An overriding duty of ‘good faith’ between contracting parties is a concept imposed by law in many continental European jurisdictions but not one which is generally implied under English law (at least not in those terms). However, the English Courts seem to be accepting the application of ‘good faith’ principles on a much more regular basis particularly in the context of so called ‘relational’ contracts..
Facts:
- Bristol Groundschool (B) provides specialist training to commercial pilots and Intelligent Data Capture (IDC) supplied online versions of training materials to B. B sued IDC for breach of contract and copyright infringement in relation to the artwork in the training materials it supplied.
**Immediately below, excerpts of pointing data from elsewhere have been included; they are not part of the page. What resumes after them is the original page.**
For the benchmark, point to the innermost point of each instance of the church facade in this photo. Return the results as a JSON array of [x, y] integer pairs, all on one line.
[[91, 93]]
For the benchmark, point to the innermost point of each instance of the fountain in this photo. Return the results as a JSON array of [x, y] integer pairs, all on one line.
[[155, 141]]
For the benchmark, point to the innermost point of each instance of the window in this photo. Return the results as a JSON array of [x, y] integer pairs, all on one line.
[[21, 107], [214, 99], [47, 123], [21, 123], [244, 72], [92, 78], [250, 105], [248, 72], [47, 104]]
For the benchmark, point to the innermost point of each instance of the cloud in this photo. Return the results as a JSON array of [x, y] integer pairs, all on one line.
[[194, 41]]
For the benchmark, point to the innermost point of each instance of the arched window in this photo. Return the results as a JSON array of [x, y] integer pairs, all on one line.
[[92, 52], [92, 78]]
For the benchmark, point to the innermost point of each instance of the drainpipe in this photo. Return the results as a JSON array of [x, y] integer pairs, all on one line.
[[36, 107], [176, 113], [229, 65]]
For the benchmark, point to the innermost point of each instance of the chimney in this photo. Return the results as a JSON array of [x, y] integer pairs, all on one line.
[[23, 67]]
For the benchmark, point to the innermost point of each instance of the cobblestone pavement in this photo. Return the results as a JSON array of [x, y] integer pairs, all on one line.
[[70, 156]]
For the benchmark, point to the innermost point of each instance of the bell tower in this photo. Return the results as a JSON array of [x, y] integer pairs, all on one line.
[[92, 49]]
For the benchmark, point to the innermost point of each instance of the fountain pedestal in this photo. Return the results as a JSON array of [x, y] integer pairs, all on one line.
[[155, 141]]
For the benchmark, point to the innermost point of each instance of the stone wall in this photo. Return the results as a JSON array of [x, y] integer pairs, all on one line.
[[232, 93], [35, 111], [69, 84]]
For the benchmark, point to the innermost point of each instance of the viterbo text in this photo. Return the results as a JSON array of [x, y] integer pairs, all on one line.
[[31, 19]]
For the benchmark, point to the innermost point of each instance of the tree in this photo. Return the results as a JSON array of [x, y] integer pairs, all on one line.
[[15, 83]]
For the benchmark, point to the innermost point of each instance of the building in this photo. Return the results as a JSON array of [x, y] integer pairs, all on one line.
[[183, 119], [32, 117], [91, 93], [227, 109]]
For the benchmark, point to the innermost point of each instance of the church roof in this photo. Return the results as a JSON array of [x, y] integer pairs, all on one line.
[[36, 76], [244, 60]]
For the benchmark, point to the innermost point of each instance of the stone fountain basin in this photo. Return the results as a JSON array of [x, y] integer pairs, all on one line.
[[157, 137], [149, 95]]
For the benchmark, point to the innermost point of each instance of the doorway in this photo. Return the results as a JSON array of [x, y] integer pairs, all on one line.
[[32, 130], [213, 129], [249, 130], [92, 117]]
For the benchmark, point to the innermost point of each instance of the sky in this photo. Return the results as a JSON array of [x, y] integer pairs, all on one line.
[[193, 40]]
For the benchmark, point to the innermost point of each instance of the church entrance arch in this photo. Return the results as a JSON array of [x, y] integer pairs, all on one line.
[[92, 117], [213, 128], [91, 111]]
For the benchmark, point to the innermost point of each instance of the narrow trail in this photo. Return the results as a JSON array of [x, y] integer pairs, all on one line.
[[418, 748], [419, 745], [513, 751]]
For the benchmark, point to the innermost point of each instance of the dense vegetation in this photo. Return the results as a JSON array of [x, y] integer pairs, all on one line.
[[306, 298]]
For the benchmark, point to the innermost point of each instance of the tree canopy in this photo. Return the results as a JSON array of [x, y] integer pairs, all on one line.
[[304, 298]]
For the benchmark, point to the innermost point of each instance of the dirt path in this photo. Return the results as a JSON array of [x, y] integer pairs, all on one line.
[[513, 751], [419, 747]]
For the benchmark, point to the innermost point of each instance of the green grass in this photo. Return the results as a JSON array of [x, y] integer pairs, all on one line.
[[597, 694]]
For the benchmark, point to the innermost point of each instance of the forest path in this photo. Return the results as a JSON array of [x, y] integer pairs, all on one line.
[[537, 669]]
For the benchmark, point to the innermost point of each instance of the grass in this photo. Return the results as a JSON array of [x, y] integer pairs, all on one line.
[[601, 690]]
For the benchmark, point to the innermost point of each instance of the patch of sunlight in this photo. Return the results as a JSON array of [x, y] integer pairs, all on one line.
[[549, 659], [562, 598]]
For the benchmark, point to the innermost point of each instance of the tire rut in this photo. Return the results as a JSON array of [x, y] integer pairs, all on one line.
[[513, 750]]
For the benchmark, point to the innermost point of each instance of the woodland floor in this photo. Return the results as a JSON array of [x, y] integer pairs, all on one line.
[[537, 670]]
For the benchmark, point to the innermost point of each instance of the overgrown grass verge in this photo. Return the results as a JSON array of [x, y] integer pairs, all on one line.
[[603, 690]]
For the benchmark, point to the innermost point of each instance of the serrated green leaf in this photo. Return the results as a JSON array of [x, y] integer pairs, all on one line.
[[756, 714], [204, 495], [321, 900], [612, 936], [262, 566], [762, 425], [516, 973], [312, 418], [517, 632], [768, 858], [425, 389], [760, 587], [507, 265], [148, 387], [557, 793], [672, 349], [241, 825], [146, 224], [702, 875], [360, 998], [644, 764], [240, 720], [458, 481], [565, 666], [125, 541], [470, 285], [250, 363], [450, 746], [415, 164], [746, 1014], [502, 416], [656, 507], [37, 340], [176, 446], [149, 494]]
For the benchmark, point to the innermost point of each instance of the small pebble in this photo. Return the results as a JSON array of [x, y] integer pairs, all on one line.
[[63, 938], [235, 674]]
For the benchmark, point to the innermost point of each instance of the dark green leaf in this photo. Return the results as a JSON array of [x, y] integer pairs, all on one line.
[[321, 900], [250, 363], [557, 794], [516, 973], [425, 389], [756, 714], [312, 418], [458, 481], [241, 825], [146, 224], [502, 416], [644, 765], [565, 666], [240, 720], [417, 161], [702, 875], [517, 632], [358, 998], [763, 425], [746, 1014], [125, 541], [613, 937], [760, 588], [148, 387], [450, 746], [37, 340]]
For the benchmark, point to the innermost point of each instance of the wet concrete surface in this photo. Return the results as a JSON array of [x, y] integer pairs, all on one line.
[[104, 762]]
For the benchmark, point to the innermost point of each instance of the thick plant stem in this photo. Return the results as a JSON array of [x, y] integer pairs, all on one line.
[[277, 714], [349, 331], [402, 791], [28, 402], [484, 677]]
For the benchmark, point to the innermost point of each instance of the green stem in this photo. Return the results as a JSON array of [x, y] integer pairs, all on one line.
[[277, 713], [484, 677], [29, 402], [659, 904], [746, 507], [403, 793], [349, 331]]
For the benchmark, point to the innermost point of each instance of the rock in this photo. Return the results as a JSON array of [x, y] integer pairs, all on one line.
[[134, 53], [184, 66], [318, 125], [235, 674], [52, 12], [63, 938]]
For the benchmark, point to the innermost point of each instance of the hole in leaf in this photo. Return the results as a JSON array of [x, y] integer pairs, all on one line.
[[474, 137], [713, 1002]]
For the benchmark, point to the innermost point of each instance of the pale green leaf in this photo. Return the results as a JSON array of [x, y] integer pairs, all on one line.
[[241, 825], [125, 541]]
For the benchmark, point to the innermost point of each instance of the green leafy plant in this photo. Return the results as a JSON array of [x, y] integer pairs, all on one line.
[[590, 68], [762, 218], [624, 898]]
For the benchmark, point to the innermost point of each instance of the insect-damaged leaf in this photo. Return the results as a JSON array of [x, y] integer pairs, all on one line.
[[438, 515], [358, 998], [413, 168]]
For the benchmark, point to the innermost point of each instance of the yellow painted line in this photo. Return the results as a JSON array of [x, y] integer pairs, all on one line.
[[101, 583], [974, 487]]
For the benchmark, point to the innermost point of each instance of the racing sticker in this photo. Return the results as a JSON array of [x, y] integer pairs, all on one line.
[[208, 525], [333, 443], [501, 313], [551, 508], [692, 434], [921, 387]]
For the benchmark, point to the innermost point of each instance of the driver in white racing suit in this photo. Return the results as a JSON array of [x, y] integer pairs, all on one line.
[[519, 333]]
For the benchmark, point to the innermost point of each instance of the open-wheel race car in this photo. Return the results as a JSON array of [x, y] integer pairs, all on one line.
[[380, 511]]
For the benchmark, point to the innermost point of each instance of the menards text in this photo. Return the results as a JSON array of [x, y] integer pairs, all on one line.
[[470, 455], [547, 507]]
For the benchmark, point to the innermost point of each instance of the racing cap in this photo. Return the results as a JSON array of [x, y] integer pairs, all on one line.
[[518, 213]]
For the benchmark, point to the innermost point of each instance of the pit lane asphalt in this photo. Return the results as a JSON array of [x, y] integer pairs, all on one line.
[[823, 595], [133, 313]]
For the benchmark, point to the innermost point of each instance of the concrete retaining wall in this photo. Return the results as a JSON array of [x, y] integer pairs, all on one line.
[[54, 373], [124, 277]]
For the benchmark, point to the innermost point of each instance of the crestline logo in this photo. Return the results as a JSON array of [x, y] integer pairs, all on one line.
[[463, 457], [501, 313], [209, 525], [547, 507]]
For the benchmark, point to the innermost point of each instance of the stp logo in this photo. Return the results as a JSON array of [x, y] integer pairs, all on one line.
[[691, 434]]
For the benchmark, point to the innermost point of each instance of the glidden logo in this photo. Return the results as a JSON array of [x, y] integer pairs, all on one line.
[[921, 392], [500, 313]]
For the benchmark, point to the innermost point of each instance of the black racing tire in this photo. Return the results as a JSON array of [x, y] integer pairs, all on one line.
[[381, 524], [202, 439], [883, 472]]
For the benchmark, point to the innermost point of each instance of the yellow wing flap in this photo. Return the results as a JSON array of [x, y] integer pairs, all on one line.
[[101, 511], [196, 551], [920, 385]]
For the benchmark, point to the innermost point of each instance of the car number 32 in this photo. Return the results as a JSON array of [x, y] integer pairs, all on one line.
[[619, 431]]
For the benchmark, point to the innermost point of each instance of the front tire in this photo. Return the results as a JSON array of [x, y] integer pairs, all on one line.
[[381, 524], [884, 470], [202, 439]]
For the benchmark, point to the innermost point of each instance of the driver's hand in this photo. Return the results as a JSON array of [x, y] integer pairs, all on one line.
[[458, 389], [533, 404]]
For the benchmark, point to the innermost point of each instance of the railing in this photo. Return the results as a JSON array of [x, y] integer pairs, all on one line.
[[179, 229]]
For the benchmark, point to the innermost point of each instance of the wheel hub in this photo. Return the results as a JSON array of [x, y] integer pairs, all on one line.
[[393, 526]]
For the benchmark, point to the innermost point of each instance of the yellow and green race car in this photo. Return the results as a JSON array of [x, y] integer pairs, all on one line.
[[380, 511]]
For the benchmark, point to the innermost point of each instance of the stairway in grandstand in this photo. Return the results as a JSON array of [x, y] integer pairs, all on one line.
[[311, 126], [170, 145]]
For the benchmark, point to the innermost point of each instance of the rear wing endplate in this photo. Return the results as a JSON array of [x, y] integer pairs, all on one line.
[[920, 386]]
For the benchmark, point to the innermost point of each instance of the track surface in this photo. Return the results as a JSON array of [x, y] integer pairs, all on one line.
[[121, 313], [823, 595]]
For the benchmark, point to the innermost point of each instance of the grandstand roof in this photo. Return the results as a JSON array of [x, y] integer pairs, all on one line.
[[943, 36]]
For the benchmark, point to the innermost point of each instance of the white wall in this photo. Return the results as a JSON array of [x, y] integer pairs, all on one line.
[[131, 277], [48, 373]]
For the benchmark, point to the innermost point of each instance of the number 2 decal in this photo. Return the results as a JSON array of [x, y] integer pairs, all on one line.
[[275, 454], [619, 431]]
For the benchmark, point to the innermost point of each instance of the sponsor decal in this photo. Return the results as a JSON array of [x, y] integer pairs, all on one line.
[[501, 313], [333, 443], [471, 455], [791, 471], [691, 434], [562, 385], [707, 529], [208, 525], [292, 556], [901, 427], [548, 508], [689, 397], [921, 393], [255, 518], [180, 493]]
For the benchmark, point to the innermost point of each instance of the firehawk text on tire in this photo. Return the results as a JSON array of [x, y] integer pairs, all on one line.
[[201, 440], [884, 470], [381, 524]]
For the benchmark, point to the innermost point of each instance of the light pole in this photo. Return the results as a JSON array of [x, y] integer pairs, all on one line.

- IDC counterclaimed that B had infringed its copyright by downloading IDC’s materials secretly and that this was a breach of an implied duty of good faith.
Decision:
- In relation to IDC’s counterclaim, the judge agreed that this was a ‘relational’ contract of the type referred to in Yam Seng v ITC [2013] in which a duty of good faith was implied. In that case, the Court commented that some commercial contracts involving a longer term relationship and ‘substantial commitment’ will require a higher degree of communication, cooperation and predictable performance based on mutual trust, which are implicit in the parties' understanding of what they would each give and receive, and are necessary to give so-called ‘business efficacy’ to the arrangements (ie because otherwise the arrangements would not make sense without them). Such ‘relational’ contracts might include joint venture agreements, franchise agreements and long-term distributorship agreements. Here, the contractual arrangement did involve elements of joint publishing and joint marketing of the training materials concerned even though this was primarily a customer/supplier relationship.
- The Court went on to explain that good faith extends beyond, but at the very least includes, the requirement of honesty. The relevant test is that of conduct that would be regarded as ‘commercially unacceptable’ by reasonable and honest people in the particular context involved.
- The judge found that a duty of good faith could be implied. The Court held that B’s conduct was ‘commercially unacceptable’ and therefore a breach of this implied duty. However, partly because of certain extenuating factors, the conduct was, somewhat surprisingly perhaps, not regarded as "[striking] at the heart of the trust which is vital to any long-term commercial relationship” and therefore did not amount to repudiatory breaches entitling IDC to terminate.
Points to note:
- The Court confirmed that in its view this was a form of ‘relational’ contract and implied a duty of good faith. One clear similarity between this and the Yam Seng case was that this was essentially a relationship between two key individuals, albeit trading through corporate vehicles.
- The exact circumstances in which a duty of good faith may be implied and the precise extent of that duty still appear to be uncertain. This is an issue which will undoubtedly continue to feature prominently in the law reports for some time. The judges appear uncertain as to exactly how far to go with this area of unfamiliar ‘new’ law.